It won't be quite a pure red, but a 3000k hydroponics bulb (spectralux/GE/etc) will get you close.

3000k spectralux on top, UVL red sun on bottom


----------



## touch of sky (Nov 1, 2011)

What is the advantage of a 3000 K bulb? I am always curious to try new combinations.


----------



## Onyx165 (Jul 16, 2013)

touch of sky said:


> What is the advantage of a 3000 K bulb? I am always curious to try new combinations.


TBH I'm not sure if there's any proven benefit. Hydroponics growers usually refer to them as "flowering" or "budding" bulbs.

In the aquarium, its a good supplemental light if you need a warmer look to bring out reds/oranges/yellows.
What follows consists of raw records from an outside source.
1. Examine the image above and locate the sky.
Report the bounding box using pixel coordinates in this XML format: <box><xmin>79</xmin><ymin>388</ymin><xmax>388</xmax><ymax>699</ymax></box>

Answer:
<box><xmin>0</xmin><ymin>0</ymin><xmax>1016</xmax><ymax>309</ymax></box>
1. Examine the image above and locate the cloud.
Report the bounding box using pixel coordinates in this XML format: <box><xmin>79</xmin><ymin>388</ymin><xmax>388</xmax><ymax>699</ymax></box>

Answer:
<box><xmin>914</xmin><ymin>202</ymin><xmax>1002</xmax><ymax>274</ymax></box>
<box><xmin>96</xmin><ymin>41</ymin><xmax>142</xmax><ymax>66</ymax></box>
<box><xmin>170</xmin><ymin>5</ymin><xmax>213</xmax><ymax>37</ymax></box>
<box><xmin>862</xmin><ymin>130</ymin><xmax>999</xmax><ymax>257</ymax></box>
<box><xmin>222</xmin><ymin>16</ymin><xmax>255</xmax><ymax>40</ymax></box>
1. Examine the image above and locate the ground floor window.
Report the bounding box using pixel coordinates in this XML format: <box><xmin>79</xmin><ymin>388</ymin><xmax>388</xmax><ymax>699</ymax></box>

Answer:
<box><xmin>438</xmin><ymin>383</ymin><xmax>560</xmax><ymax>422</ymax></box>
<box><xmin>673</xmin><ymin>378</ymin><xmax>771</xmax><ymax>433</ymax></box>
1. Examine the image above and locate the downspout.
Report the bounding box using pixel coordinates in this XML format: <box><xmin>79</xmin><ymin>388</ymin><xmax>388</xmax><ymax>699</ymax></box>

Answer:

I'd only use it in a 4-bulb or higher fixture since the yellow can be overpowering. Also works well for "blackwater" style biotopes to enhance that tannin tea water look.


----------



## tefsom85 (Jan 26, 2007)

touch of sky said:


> What is the advantage of a 3000 K bulb? I am always curious to try new combinations.


I'm not an expert on this but the way I am understanding it is that red bulbs encourage plants to color up as a protection mechanism from intense light, similar to how we get tans when exposed to sunlight.


----------



## touch of sky (Nov 1, 2011)

Interesting. I may buy one and experiment. It has amazed me how different bulbs can affect plant growth.


----------



## burr740 (Feb 19, 2014)

Trying out a new WavePoint Ultra Growth. 











It is extremely blue, and extremely red. Here it's in the middle, 6500K beside it, Trulumen Floras on the outside. 











Unaltered tank pic


----------



## Pyae Sone Maung (Jun 25, 2018)

Hi Burr,

How was your WavePoint Ultra Growth bulbs working? 3 years already


----------



## burr740 (Feb 19, 2014)

Pyae Sone Maung said:


> Hi Burr,
> 
> How was your WavePoint Ultra Growth bulbs working? 3 years already


Wow this is a blast from the past!

Those bulbs are sort of a weird harsh purple, not very bright. I wouldnt like it as the only "flora" type bulb with just 6500K to go with it.

But it's OK in the mix with other pink and blue bulbs, especially if you're trying to keep PAR levels down.

Actually running one now in back of the Dutch, its a good color over the Buces and lower par helps too










L-R Wavepoint UG, Powerveg 633, ATI purple, 3000K


----------